I can't express how grateful I am in any other way but to keep writing and working hard to give you what you want (and mess with your heads sometimes when I want to tease you a bit . . .). I have beautiful things to show you. Great ideas, fascinating places and people. As a writer, I think I keep getting better. My ambitions are all out there. Some books will be decidedly odd, others are crowd-pleasers, others will be me just stretching my wings or following a crazy idea I had at 4 in the morning. I'm excited to go to those places and bring back those stories for you. Meanwhile, I'm burning everything I have to make it to December/January.

Specifically, I'm working on the outline of Scorpion 3. I'm expecting the edits for Scorpion 2 in the next couple days. Depending on what level of bloodbath it'll be (don't spare me, editor!), that's a project for July.

On 8 July, LA Witt is coming over to stay with me for three weeks. We'll attend the GLBTQ Meet in Manchester on the following weekend, see some things in London and surroundings that we missed last time. (I cannot wait to show her the Imperial War Museum that should be re-opened.) Then we'll fly over to Krakow (which I can really use for writing Pure Gold), where we'll see the salt mine cathedral (UNESCO World Heritage Site) and Auschwitz. We'll fly over to Berlin to look at museums there (I promised her the Nefertiti bust and the Ishtar Gate) and then take the train to Dresden to look at the German Military Museum down there. Then back up to Berlin and then London. It's going to be quite a trip for about ten days.

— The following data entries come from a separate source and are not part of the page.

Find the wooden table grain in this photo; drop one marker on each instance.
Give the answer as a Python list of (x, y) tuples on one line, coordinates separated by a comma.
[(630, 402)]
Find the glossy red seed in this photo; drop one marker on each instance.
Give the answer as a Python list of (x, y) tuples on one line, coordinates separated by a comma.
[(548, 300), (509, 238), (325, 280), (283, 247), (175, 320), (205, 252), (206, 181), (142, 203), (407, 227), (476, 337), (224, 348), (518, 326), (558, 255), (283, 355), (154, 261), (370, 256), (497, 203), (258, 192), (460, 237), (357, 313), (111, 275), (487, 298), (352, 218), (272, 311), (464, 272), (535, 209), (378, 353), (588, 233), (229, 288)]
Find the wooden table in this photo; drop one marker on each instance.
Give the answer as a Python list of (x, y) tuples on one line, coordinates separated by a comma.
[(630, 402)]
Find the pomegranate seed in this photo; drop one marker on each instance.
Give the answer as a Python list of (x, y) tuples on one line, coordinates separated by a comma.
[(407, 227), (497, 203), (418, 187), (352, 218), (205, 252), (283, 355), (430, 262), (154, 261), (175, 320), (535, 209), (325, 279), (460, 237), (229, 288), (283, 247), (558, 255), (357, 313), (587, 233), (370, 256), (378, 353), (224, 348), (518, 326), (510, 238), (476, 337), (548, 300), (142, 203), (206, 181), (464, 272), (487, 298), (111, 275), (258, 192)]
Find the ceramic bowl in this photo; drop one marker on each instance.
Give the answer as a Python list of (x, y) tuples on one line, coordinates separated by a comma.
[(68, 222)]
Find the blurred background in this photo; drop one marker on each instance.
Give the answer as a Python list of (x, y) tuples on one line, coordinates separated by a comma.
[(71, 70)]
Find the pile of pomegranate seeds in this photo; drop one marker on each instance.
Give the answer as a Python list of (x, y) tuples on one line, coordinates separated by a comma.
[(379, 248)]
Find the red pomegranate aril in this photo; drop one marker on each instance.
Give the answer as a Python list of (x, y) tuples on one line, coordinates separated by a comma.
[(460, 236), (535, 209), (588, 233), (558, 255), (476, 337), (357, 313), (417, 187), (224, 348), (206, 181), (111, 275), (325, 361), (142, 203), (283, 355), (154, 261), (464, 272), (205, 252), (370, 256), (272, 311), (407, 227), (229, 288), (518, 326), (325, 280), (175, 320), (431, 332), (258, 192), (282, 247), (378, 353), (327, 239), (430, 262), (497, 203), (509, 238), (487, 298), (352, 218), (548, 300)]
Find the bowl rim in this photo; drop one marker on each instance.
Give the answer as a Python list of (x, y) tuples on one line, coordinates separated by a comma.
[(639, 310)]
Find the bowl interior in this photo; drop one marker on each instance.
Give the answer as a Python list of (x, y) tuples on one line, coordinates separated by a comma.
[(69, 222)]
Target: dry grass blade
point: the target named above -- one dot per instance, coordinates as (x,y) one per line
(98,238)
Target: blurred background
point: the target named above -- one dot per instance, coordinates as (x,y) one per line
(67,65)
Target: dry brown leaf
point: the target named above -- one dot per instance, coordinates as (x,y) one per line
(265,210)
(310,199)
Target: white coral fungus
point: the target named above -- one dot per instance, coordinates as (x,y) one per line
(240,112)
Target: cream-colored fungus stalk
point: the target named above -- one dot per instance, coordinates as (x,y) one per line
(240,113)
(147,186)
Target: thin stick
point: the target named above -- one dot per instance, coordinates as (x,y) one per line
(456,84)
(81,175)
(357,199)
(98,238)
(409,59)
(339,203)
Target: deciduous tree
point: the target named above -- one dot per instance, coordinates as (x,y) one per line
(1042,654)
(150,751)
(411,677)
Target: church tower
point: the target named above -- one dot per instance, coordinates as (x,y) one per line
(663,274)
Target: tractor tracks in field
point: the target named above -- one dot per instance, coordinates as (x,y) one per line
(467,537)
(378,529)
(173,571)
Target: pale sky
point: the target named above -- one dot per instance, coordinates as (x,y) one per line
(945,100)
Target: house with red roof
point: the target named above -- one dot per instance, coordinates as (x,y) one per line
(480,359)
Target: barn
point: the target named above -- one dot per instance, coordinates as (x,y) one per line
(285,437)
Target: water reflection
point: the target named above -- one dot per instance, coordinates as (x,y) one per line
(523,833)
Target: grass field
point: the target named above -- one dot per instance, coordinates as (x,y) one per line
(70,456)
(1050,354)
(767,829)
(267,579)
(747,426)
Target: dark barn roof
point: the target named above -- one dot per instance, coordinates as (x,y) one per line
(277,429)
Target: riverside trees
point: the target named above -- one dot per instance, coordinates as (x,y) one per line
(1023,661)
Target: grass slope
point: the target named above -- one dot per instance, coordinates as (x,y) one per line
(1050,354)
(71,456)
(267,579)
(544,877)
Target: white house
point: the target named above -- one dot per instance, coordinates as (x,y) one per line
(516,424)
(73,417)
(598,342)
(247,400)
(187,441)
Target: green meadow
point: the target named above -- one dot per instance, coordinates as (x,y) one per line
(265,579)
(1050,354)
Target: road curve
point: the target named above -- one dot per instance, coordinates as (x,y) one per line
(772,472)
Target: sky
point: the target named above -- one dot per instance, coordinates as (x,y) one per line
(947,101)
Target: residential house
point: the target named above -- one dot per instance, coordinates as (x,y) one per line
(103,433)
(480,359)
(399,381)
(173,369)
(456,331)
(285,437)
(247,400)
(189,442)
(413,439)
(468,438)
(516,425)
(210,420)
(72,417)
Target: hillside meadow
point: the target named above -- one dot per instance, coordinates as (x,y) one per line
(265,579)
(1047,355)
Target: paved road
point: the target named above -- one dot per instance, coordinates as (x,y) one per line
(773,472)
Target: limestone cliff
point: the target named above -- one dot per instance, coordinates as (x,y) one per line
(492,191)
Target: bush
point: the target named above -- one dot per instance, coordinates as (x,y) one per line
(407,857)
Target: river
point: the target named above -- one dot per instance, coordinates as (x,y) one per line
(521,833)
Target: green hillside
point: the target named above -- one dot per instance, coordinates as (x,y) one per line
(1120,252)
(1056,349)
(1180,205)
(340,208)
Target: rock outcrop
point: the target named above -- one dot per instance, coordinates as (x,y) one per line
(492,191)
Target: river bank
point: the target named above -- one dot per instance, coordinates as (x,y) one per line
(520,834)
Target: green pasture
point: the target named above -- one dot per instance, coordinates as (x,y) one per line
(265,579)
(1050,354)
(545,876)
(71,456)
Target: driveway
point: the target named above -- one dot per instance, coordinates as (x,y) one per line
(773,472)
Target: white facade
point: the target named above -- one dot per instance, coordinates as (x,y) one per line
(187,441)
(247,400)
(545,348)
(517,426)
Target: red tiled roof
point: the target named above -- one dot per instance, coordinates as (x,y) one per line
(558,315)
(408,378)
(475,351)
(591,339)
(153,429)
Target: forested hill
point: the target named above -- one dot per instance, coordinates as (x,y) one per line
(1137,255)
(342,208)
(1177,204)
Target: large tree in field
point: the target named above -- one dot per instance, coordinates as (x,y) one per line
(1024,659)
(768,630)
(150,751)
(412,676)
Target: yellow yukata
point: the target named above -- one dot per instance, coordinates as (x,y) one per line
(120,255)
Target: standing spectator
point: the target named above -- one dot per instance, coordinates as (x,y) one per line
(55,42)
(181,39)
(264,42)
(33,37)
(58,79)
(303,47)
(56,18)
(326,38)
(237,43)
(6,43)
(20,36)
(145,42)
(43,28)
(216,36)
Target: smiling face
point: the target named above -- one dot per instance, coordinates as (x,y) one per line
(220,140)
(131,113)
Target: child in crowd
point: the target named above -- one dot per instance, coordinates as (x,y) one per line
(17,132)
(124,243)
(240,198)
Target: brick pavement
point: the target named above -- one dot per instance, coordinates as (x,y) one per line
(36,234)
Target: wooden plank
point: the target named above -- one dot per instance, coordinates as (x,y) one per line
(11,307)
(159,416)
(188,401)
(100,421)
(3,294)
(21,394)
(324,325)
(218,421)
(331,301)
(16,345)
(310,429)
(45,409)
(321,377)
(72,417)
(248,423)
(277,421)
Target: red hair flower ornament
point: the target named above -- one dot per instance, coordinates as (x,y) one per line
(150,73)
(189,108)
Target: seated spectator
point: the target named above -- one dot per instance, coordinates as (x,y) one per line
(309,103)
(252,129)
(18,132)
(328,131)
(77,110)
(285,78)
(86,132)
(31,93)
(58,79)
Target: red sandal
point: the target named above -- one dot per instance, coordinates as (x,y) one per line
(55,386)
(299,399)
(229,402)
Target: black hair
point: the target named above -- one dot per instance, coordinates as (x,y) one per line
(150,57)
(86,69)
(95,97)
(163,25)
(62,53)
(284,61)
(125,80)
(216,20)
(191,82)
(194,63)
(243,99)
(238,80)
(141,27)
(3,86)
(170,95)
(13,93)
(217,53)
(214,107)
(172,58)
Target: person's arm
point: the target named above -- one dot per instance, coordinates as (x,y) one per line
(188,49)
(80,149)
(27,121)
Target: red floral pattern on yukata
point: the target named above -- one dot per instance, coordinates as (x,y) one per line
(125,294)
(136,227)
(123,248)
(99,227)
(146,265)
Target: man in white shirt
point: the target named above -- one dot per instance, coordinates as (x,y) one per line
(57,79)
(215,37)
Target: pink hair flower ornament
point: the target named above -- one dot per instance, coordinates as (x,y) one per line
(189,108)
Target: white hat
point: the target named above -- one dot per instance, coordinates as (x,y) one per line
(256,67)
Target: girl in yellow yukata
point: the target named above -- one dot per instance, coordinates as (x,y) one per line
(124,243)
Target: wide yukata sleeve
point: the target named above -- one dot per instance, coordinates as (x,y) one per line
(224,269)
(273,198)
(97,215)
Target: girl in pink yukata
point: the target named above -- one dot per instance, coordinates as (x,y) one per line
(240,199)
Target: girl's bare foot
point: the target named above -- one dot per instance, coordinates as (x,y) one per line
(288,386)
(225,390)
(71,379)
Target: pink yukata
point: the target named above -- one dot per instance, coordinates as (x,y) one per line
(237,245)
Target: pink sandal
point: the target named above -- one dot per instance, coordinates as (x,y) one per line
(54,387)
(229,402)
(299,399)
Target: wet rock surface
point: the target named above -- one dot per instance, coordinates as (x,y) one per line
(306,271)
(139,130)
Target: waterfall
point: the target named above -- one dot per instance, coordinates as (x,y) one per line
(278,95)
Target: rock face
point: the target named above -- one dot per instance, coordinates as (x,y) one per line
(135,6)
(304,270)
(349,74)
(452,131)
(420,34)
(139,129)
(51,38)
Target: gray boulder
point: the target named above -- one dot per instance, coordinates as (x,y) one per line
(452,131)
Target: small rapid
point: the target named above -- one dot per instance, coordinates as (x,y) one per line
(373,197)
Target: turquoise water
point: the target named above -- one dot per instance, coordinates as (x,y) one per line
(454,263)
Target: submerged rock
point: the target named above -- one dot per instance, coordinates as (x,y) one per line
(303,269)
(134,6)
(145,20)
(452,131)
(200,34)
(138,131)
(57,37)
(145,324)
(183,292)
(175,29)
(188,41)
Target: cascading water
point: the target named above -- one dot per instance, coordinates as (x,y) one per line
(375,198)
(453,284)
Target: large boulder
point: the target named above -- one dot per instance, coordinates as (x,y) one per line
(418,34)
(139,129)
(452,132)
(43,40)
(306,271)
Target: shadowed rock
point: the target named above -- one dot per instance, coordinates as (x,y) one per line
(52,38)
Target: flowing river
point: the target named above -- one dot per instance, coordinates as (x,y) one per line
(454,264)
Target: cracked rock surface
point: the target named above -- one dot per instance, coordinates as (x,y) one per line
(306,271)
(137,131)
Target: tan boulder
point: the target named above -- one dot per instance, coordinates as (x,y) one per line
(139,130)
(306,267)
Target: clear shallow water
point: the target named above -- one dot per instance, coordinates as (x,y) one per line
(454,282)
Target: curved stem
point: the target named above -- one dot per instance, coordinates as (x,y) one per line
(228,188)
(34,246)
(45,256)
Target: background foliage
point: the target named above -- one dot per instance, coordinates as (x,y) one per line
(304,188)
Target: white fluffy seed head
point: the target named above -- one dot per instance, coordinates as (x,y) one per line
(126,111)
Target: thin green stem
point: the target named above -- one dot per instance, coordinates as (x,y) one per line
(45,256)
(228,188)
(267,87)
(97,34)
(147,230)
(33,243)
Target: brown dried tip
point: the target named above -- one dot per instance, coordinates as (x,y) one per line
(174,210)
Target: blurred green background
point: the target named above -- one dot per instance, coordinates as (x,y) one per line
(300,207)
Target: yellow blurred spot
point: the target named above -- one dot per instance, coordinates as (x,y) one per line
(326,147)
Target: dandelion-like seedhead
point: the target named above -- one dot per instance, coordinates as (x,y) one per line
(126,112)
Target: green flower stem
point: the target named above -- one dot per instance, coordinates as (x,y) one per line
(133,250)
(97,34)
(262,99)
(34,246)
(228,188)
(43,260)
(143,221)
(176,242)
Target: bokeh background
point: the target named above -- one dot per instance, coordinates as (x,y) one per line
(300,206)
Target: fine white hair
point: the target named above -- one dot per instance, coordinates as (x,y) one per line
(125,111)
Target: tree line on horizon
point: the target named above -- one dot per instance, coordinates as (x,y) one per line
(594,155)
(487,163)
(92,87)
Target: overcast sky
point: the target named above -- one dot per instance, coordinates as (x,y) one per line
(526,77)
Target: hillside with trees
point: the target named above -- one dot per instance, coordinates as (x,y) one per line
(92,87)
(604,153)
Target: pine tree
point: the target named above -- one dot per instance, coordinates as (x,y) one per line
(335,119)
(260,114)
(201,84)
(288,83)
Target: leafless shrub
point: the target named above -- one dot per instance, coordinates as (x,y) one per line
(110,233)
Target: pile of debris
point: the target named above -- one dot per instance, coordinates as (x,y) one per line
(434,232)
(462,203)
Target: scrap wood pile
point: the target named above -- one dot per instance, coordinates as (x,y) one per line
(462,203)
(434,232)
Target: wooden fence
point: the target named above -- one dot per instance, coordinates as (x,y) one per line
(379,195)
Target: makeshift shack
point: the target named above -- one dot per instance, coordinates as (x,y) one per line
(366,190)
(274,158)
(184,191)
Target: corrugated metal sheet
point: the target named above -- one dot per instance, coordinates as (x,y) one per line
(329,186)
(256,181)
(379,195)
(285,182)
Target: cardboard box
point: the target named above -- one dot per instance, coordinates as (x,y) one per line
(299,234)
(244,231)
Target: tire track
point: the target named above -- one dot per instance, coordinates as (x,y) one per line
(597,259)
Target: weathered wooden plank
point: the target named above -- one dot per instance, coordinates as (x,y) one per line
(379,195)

During that time, I'll do my damned best to write Scorpion3, but considering how exhausted my brain is after a museum or five, I'll see how that goes. I did buy a Chromebook to get some writing done in the airport and on the plane. The idea is to finish the book by 1 September, which can be done if I manage to write a thousand words a day.

Once the immediate stress is off, I'll finish up the Birds book and submit that to old-fashioned publishing (agent and so on). Somewhere in there, I'll write Pure Gold (Gold Digger sequel), and the sequel to Counterpunch.

In terms of co-writing, I expect to do more Market Garden. Capture and Surrender will be out as planned, and there's more stories to write that are more serious, and then a number of very hot shorts very much like QPQ and TIO to limber up the brain. (There are days when I'm just in the mood to write sex without much else around it.)

Considering there's only 6 months left in the year, that's plenty. Right now I'm writing things that'll come out in 2014. The newest project is what I'll call the "Fencers book"--both LA and I have fenced foil, so that should be fun. Right now it's slow going, as it's a historical and I like having my research squared away, but even so we did 2.5k yesterday on that. Ideally, I want that done in time for Sochi 2014.

So, if you don't hear/see much of me on the blog. I'm travelling and/or taking the bit between my teeth and pushing hard to get 2014 releases all squared away for Operation Voinov Freedom.